Describing second–hand goods.

           Those who have at any time had occasion to study the second-hand market must have found that many advertisers, both dealers and private individuals, frequently leave much to be desired in describing the goods that are for disposal. Take the case of apparatus with which the general photographer is not very familiar or that of an older pattern not to be found listed in any of the catalogues issued within the last ten years. We recently saw advertised, "A fine half-plate camera by - (naming a maker of a score of years ago), with two slides, no lens." This kind of advertisement, it must be admitted, gives little or no information as to the instrument for disposal, whether it is of single, double, or triple extension, whether it has a turn or tilting table, or a rising front or swing back, details that any practical worker purchasing a camera requires to have for his consideration. An older photographer might know that particular pattern even from the inadequate description giveu, but a modem worker certainly would not unless he happened to have catalogues hand of a score of years back. We have even seen lenses listed by first-class firms with a reputation for second-hand goods from which the aperture, focal length, and other important details were omitted. Advertisers of second-hand photographic apparatus will do well to put themselves in the position of the buyer when drafting out details of their goods, giving just those full details that they themselves would wish to have: a few words should not be omitted if their inclusion would give fulness to the description. It may be that an advertisement giving full information will be seen by a buyer on the look-out for the particular model of the" apparatus described, whereas he would not take the trouble to write to the vendor, if the goods were not fully detailed, for fuller particulars.

Rubber Stamps.

           As a rule a rubber stamp impression upon a mount gives an idea of cheapness, and quite spoils the effect of what might otherwise be an excellent production. This, like many other things, is due to a want of knowledge of the capabilities of our materials. To many people a rubber stamp is oval or circular in. form, the type plain black, and the colour of ink violet, and as far as ordinary office work is concerned these conditions are doubtless satisfactory. It is, however, quite possible to employ rubber stamps in such a way that they may be impressed upon the highest class of mount without being distinguished from lithographic or typographic work. In an instance which recently came under our notice a photographer used a steel die of his signature and town for stamping his mounts or prints. From this he had electros made which were used for printing upon mounts in brown ink.
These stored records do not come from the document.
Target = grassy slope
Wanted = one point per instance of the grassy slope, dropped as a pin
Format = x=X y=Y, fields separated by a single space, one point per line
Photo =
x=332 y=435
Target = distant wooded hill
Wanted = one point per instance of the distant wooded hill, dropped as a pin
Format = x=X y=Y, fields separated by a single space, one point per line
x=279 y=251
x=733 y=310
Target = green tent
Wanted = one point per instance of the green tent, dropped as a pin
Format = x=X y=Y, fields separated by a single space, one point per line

Finding the need for occasionally marking odd mounts and enlargements he sent the original die to a rubber stamp maker and received a rubber facsimile with box, pad and brown ink complete. With this outfit it was possible to sign mounts without causing anything unusual in their appearance. We have also seen the well-known square label form of address, "A portrait from the studio of - ," reproduced in the same way, the result being quite satisfactory. The secret of getting good impressions is to keep the pad and stamp free from dust. An old toothbrush is excellent for keeping the stamp clean, while the pad should be scraped the right way of the material with a blunt knife. When fresh ink is applied it should be well rubbed into the pad and allowed to remain for an hour or so before using. When long narrow stamps have to be used it is a good plan to have a small brass prong projecting from one side of the plate, so as to form two little feet, on which the stamp will stand squarely. These feet also afford a good means of keeping the lettering in correct alignment with the edge of the print.